James Scaysbrook
- Born: 1 January 1982 (age 44) Birmingham, West Midlands, England
- Height: 1.88 m (6 ft 2 in)
- Weight: 107 kg (16 st 12 lb)

Rugby union career
- Position: Flanker
- Current team: Exeter Chiefs

Senior career
- Years: Team / Apps / (Points)
- 2001–2009: Bath Rugby / 172 / (45)
- 2009–: Exeter Chiefs

International career
- Years: Team / Apps / (Points)
- England Saxons

Coaching career
- Years: Team
- 2019–2020: Plymouth Albion

= James Scaysbrook =

English rugby union player

James Scaysbrook (born 1 January 1982) is a retired English rugby union player who played for Exeter Chiefs.

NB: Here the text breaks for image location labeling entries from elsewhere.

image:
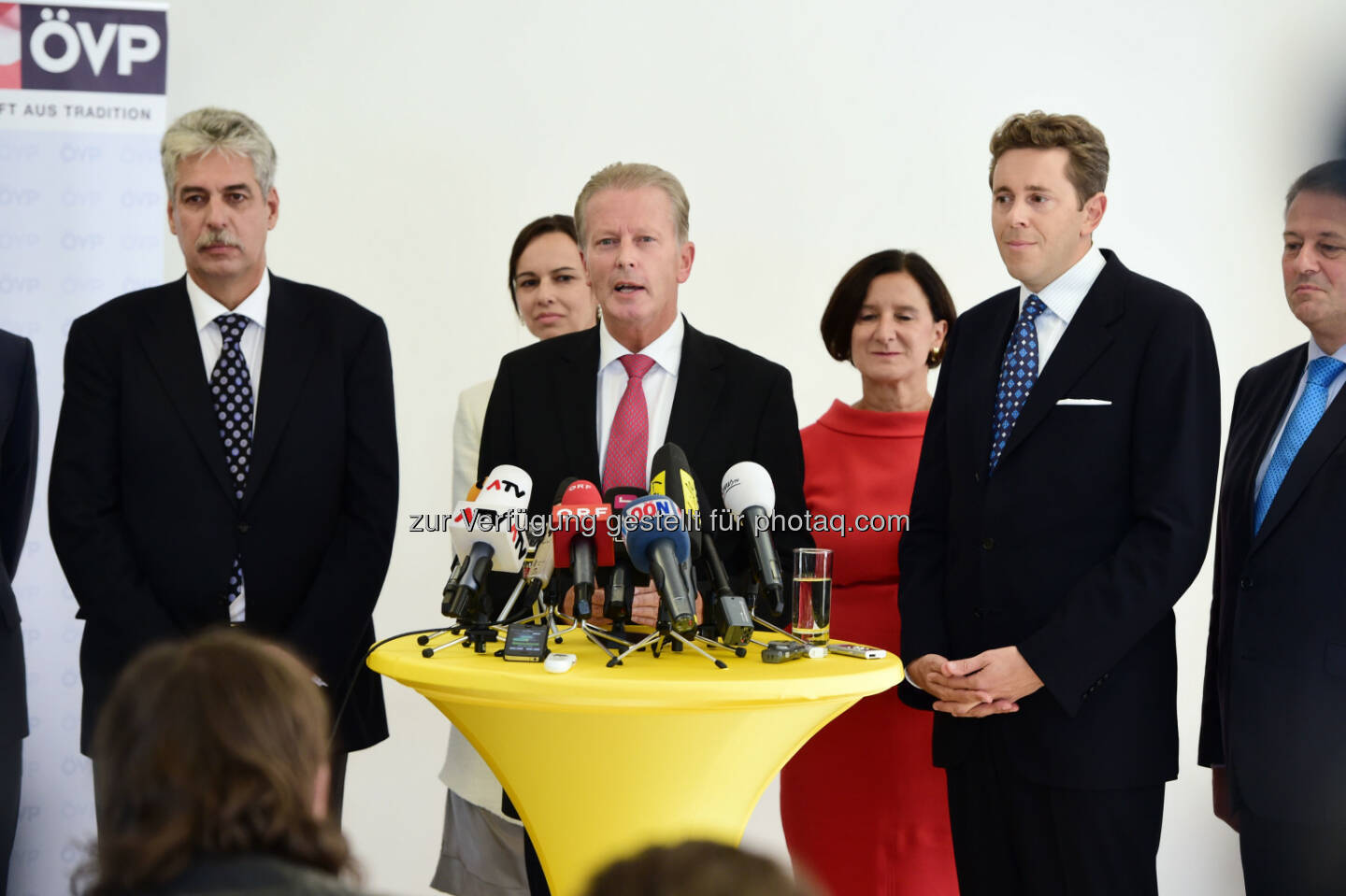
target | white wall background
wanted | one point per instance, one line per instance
(416, 139)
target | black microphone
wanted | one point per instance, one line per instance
(657, 538)
(749, 494)
(621, 581)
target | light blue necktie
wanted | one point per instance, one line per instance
(1018, 373)
(1306, 415)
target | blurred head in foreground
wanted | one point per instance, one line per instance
(696, 868)
(211, 747)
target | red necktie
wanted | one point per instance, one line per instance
(629, 440)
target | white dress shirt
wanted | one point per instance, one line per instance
(1062, 297)
(204, 311)
(1333, 388)
(660, 384)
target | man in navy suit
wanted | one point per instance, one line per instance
(1062, 506)
(226, 449)
(18, 477)
(1273, 718)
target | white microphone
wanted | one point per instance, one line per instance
(749, 494)
(489, 533)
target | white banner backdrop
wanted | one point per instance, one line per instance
(81, 220)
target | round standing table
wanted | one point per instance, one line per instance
(605, 761)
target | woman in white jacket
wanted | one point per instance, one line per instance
(482, 850)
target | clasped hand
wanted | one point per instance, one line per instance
(644, 607)
(991, 682)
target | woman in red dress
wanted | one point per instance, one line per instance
(865, 812)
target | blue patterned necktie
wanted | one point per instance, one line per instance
(1018, 373)
(1306, 415)
(230, 386)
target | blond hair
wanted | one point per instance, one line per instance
(205, 131)
(632, 175)
(1088, 164)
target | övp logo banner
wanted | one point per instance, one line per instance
(106, 49)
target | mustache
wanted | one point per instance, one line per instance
(216, 238)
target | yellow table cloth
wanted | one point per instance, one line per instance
(605, 761)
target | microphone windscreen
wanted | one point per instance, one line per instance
(670, 476)
(747, 485)
(651, 519)
(505, 487)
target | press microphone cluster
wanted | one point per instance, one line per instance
(728, 618)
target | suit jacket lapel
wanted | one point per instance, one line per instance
(1085, 339)
(575, 398)
(699, 381)
(287, 357)
(174, 348)
(1326, 437)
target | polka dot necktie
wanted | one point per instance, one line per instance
(1306, 415)
(629, 440)
(230, 386)
(1018, 373)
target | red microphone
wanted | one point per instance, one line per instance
(581, 540)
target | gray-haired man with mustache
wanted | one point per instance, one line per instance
(179, 498)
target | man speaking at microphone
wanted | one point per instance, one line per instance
(599, 403)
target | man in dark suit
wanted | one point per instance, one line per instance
(599, 403)
(165, 513)
(18, 477)
(1273, 716)
(1062, 506)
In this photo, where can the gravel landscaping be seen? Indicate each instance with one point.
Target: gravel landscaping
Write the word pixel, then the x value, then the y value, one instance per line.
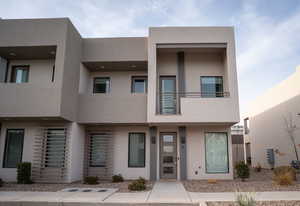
pixel 264 203
pixel 122 186
pixel 258 182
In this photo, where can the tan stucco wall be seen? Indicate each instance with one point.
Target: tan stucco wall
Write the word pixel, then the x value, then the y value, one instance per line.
pixel 266 122
pixel 118 106
pixel 114 49
pixel 193 35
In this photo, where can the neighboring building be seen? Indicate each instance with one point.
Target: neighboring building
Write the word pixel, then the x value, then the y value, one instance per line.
pixel 237 137
pixel 265 126
pixel 159 107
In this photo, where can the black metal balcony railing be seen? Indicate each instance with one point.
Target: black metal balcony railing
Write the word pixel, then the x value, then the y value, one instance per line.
pixel 168 101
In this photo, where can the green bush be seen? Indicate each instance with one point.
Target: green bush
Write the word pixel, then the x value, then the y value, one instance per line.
pixel 142 180
pixel 91 180
pixel 282 170
pixel 137 185
pixel 246 199
pixel 24 173
pixel 242 170
pixel 117 178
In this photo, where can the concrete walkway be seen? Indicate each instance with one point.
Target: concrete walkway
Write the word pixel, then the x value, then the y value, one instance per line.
pixel 167 193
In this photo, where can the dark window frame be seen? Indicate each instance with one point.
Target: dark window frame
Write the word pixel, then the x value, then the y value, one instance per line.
pixel 145 78
pixel 90 155
pixel 13 73
pixel 144 135
pixel 6 147
pixel 216 95
pixel 109 87
pixel 228 169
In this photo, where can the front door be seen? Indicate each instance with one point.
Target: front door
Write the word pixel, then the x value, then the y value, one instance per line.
pixel 168 156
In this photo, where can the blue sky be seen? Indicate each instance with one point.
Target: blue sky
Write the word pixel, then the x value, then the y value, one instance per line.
pixel 267 31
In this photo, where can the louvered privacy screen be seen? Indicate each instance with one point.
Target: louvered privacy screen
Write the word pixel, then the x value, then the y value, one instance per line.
pixel 50 160
pixel 55 149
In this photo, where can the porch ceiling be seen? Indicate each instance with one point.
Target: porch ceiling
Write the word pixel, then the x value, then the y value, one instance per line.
pixel 117 66
pixel 28 52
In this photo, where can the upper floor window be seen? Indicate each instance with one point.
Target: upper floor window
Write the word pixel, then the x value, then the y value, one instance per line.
pixel 13 148
pixel 19 74
pixel 212 86
pixel 101 85
pixel 139 84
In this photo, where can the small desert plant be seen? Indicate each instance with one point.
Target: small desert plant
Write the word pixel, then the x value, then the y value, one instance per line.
pixel 142 180
pixel 24 173
pixel 245 199
pixel 117 178
pixel 285 170
pixel 283 179
pixel 137 185
pixel 91 180
pixel 242 170
pixel 257 168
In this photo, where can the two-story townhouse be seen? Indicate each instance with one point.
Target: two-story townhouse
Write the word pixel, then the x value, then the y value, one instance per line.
pixel 159 107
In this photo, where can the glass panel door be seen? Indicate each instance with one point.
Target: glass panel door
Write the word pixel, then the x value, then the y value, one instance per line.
pixel 168 156
pixel 168 95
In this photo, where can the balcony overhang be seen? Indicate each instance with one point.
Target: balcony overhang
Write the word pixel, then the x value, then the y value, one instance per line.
pixel 117 66
pixel 28 52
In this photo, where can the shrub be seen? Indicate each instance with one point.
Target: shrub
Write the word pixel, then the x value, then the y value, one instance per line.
pixel 117 178
pixel 283 179
pixel 285 169
pixel 242 170
pixel 257 168
pixel 24 173
pixel 142 180
pixel 137 185
pixel 246 199
pixel 91 180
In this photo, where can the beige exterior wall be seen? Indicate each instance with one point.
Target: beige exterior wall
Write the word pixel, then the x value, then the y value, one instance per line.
pixel 117 106
pixel 114 49
pixel 156 65
pixel 267 128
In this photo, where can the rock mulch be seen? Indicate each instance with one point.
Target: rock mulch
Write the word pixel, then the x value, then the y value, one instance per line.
pixel 37 187
pixel 263 203
pixel 258 182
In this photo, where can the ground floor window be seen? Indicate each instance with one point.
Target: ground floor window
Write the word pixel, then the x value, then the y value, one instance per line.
pixel 216 152
pixel 55 147
pixel 136 150
pixel 13 148
pixel 98 150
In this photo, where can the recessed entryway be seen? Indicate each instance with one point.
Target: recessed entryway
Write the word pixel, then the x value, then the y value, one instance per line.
pixel 168 156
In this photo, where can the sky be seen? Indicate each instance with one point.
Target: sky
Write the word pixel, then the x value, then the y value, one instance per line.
pixel 267 32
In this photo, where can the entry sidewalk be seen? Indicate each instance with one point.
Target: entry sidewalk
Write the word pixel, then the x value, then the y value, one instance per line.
pixel 170 193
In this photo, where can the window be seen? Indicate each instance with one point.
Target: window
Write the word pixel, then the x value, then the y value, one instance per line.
pixel 19 74
pixel 55 148
pixel 99 144
pixel 246 125
pixel 212 87
pixel 136 150
pixel 102 85
pixel 53 73
pixel 139 84
pixel 13 148
pixel 216 152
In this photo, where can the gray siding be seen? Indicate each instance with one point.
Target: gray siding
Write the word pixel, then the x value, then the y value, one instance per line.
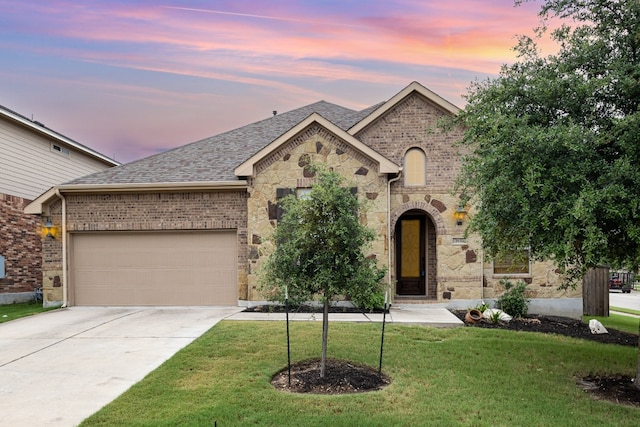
pixel 29 166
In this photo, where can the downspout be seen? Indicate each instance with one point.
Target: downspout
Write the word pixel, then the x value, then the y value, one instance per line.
pixel 65 291
pixel 389 224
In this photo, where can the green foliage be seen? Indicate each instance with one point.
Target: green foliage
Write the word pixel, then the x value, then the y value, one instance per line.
pixel 553 145
pixel 481 307
pixel 15 311
pixel 494 317
pixel 513 301
pixel 319 246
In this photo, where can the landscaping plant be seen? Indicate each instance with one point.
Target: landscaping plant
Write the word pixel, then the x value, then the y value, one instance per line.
pixel 513 301
pixel 319 251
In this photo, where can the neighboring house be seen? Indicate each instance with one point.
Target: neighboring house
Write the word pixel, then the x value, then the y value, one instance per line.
pixel 188 226
pixel 33 158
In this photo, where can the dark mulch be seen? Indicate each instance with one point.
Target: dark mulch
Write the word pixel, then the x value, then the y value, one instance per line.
pixel 615 388
pixel 275 308
pixel 341 377
pixel 557 325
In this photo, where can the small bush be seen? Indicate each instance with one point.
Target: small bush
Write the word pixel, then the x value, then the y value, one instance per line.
pixel 513 301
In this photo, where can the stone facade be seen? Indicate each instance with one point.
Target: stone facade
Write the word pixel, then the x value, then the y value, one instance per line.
pixel 285 169
pixel 20 245
pixel 455 270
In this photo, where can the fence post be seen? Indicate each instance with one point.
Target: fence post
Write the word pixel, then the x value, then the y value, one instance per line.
pixel 595 292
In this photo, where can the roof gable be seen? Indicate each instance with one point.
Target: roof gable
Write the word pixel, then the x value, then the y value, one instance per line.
pixel 39 128
pixel 399 97
pixel 247 168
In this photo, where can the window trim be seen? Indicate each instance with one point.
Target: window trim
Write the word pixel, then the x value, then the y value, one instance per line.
pixel 59 149
pixel 515 274
pixel 423 157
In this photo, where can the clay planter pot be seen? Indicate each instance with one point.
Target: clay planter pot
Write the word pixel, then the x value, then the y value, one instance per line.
pixel 473 316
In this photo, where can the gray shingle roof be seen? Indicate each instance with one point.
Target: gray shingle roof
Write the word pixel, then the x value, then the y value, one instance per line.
pixel 215 158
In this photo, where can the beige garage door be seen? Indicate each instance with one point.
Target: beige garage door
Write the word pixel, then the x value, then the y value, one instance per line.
pixel 153 268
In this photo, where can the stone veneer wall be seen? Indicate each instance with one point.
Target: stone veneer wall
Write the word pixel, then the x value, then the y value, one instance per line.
pixel 153 211
pixel 20 245
pixel 461 272
pixel 285 168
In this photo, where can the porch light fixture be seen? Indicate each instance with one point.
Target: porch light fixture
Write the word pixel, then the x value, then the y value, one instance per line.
pixel 50 229
pixel 460 214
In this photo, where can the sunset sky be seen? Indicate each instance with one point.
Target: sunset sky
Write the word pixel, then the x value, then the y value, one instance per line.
pixel 133 78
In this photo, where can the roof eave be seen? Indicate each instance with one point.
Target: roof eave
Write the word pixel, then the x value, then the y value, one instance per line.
pixel 36 206
pixel 247 168
pixel 391 103
pixel 58 137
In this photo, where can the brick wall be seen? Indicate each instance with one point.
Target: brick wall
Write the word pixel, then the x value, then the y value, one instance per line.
pixel 414 123
pixel 21 246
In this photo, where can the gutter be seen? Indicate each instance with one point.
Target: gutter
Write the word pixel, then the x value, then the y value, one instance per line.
pixel 65 287
pixel 389 224
pixel 35 207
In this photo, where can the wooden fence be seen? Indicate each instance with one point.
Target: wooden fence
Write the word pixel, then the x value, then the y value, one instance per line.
pixel 595 292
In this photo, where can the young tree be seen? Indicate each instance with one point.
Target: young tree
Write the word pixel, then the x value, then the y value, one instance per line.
pixel 319 251
pixel 555 142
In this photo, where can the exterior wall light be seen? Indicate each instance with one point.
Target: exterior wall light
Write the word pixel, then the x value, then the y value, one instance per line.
pixel 460 214
pixel 50 229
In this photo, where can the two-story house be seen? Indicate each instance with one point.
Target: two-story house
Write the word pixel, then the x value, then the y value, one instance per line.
pixel 33 158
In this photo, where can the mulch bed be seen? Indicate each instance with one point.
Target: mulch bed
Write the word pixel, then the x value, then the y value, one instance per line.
pixel 346 377
pixel 341 377
pixel 615 388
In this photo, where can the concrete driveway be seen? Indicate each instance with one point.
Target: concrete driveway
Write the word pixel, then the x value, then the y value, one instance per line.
pixel 59 367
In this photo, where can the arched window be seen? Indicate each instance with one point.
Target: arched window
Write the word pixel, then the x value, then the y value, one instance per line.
pixel 415 167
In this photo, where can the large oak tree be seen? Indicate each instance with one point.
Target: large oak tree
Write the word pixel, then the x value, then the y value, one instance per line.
pixel 319 250
pixel 554 142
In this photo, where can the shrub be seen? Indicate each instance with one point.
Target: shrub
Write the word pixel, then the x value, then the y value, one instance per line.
pixel 513 301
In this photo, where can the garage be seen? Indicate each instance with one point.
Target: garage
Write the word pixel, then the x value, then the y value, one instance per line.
pixel 154 268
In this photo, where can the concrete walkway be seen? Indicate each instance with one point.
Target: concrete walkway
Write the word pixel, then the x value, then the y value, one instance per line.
pixel 58 368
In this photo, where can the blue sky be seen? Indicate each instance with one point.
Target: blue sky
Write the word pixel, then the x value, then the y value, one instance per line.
pixel 133 78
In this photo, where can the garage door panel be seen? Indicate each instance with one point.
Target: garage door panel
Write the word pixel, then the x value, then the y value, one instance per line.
pixel 154 268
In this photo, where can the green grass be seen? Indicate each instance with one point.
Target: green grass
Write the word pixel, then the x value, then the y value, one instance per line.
pixel 440 377
pixel 15 311
pixel 626 310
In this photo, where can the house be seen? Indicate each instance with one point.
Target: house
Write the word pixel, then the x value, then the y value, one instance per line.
pixel 188 226
pixel 33 158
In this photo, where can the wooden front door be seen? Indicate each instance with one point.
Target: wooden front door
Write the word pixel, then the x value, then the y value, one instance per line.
pixel 410 255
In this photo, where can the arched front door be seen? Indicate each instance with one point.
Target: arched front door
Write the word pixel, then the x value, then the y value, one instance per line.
pixel 415 244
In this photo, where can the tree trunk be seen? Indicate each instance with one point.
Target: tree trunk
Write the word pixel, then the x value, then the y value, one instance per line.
pixel 325 330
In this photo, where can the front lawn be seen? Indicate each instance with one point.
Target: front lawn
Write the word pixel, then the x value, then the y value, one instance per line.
pixel 440 377
pixel 15 311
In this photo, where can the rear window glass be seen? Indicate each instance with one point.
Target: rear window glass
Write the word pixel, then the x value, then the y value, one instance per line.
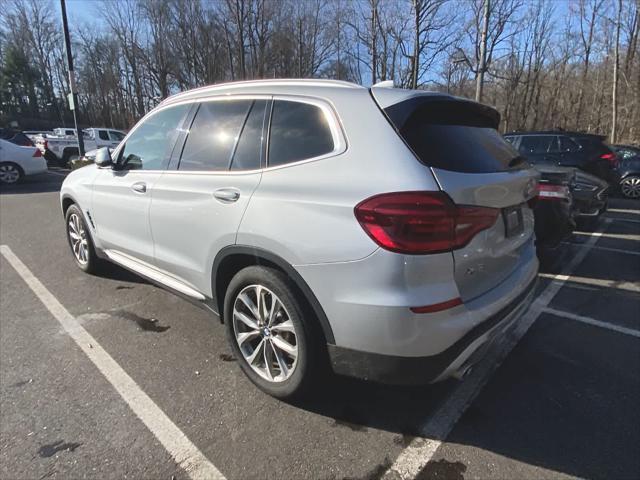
pixel 460 140
pixel 213 135
pixel 535 144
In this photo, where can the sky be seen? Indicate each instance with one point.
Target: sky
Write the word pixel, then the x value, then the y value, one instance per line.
pixel 92 10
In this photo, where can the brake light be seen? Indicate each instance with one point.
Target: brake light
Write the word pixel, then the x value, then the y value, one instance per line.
pixel 552 192
pixel 421 222
pixel 612 158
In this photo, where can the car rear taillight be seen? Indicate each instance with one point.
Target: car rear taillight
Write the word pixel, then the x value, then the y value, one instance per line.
pixel 612 158
pixel 421 222
pixel 553 192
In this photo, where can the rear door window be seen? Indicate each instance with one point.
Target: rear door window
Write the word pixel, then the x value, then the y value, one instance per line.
pixel 453 135
pixel 214 135
pixel 298 131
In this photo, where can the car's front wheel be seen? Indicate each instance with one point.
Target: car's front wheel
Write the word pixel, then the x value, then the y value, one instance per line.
pixel 276 346
pixel 10 173
pixel 80 240
pixel 630 186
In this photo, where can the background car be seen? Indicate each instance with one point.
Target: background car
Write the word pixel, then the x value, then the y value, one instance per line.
pixel 554 207
pixel 34 134
pixel 16 161
pixel 16 137
pixel 629 170
pixel 585 151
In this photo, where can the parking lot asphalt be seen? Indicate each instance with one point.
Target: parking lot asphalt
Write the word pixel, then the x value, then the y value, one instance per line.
pixel 562 404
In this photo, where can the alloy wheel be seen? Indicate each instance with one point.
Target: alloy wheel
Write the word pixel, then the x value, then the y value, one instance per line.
pixel 9 173
pixel 630 187
pixel 265 333
pixel 78 238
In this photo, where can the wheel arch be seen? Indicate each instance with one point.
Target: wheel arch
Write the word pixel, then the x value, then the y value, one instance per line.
pixel 66 201
pixel 232 259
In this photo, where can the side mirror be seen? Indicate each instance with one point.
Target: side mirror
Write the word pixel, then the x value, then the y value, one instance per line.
pixel 103 157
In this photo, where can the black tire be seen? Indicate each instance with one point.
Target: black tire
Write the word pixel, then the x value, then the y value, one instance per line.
pixel 92 263
pixel 10 173
pixel 308 338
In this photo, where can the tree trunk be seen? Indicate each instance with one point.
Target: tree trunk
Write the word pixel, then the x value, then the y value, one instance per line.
pixel 483 53
pixel 616 62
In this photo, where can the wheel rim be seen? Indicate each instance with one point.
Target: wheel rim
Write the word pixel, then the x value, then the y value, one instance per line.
pixel 265 333
pixel 631 187
pixel 9 174
pixel 78 239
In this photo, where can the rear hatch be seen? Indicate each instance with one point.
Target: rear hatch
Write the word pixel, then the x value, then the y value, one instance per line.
pixel 474 165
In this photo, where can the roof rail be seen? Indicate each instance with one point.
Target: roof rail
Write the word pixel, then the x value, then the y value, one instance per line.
pixel 384 84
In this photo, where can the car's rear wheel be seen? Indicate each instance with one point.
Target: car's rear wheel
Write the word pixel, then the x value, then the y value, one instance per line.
pixel 269 334
pixel 10 173
pixel 80 241
pixel 630 186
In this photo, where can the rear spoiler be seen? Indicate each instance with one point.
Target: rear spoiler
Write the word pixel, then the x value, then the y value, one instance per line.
pixel 443 110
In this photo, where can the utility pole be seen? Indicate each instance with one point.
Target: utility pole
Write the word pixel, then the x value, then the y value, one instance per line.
pixel 73 97
pixel 616 66
pixel 483 52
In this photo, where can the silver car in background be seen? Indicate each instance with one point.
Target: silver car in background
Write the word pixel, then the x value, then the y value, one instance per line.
pixel 384 232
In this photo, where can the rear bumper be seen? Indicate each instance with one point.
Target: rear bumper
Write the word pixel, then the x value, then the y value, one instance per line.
pixel 34 166
pixel 398 370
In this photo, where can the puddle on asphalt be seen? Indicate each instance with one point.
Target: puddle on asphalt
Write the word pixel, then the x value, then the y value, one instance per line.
pixel 49 450
pixel 442 469
pixel 146 324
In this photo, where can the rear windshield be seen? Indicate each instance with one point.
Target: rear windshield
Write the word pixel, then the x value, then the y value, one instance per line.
pixel 454 135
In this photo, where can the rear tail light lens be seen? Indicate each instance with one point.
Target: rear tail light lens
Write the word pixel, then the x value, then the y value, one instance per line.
pixel 612 158
pixel 421 222
pixel 553 192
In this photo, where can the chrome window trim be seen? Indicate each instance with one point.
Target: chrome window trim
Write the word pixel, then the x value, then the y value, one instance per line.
pixel 340 144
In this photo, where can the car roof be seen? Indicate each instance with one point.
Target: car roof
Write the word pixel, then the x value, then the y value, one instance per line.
pixel 280 86
pixel 557 132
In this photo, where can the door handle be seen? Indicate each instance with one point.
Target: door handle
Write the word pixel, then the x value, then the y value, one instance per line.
pixel 139 187
pixel 227 195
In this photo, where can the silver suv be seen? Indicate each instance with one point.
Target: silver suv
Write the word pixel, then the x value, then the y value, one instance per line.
pixel 383 232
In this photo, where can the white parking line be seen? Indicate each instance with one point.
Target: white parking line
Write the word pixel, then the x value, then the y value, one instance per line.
pixel 598 282
pixel 616 236
pixel 617 219
pixel 185 453
pixel 593 321
pixel 623 210
pixel 605 249
pixel 420 451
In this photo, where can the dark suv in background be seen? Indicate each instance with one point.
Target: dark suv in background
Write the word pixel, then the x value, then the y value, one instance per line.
pixel 591 163
pixel 585 151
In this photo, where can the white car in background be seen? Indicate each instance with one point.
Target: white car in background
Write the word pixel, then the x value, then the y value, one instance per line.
pixel 62 149
pixel 17 161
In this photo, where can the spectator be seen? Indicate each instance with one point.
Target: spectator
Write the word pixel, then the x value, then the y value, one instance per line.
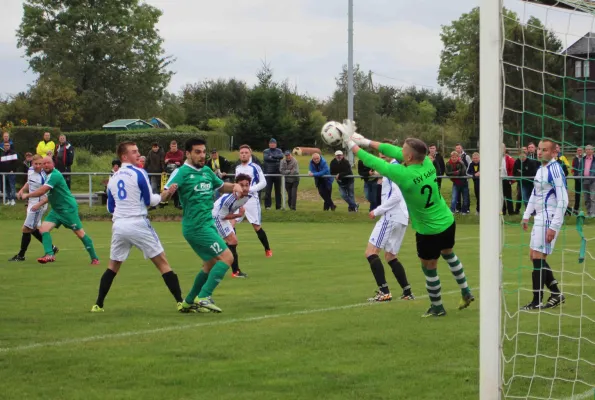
pixel 473 170
pixel 525 168
pixel 47 146
pixel 155 164
pixel 9 164
pixel 272 160
pixel 289 167
pixel 589 181
pixel 506 170
pixel 319 170
pixel 370 184
pixel 455 168
pixel 438 161
pixel 64 158
pixel 341 169
pixel 577 172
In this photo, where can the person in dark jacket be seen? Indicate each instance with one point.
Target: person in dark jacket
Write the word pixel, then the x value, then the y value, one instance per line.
pixel 341 168
pixel 64 157
pixel 272 159
pixel 318 169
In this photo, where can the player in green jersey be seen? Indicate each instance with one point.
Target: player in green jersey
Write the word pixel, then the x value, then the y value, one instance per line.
pixel 430 216
pixel 196 186
pixel 64 212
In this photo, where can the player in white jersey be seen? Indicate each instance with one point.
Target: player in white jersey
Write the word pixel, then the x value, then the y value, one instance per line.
pixel 548 203
pixel 225 210
pixel 253 205
pixel 129 194
pixel 388 235
pixel 36 207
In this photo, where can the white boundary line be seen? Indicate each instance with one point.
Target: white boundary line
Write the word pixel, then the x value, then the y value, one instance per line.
pixel 190 326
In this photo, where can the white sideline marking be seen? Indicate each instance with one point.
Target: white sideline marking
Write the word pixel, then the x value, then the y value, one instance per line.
pixel 184 327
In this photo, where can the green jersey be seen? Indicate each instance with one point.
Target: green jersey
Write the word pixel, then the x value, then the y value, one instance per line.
pixel 196 188
pixel 60 197
pixel 428 211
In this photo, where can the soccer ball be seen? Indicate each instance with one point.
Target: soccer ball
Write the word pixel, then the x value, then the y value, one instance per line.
pixel 332 133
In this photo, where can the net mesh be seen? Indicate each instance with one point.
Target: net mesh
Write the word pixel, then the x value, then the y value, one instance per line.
pixel 548 92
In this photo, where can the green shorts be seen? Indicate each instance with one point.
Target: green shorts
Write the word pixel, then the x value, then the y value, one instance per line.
pixel 205 242
pixel 69 220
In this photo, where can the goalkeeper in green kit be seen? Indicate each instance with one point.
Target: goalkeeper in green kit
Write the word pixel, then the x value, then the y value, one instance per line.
pixel 431 218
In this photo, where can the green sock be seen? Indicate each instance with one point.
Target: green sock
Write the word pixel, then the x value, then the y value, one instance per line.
pixel 433 286
pixel 215 277
pixel 199 281
pixel 46 240
pixel 456 267
pixel 88 243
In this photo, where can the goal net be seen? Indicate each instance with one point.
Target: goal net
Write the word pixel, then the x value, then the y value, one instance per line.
pixel 548 91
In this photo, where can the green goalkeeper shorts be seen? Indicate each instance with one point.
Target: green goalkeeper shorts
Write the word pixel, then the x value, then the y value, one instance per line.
pixel 68 220
pixel 205 241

He is now the defence coach for Coventry RFC.

== Career ==
Scaysbrook joined Exeter Chiefs from Bath Rugby in 2009. While at Bath Rugby Scaysbrook was called up to the England Saxons squad in February 2007 for their Six Nations games against Italy and Ireland.

After returning to the Aviva Premiership with Exeter in 2010/11 season, Scaysbrook was nominated for the 2011/12 Aviva Premiership Player of the season.

Appointed as head coach of Plymouth Albion R.F.C. on 11 December 2019.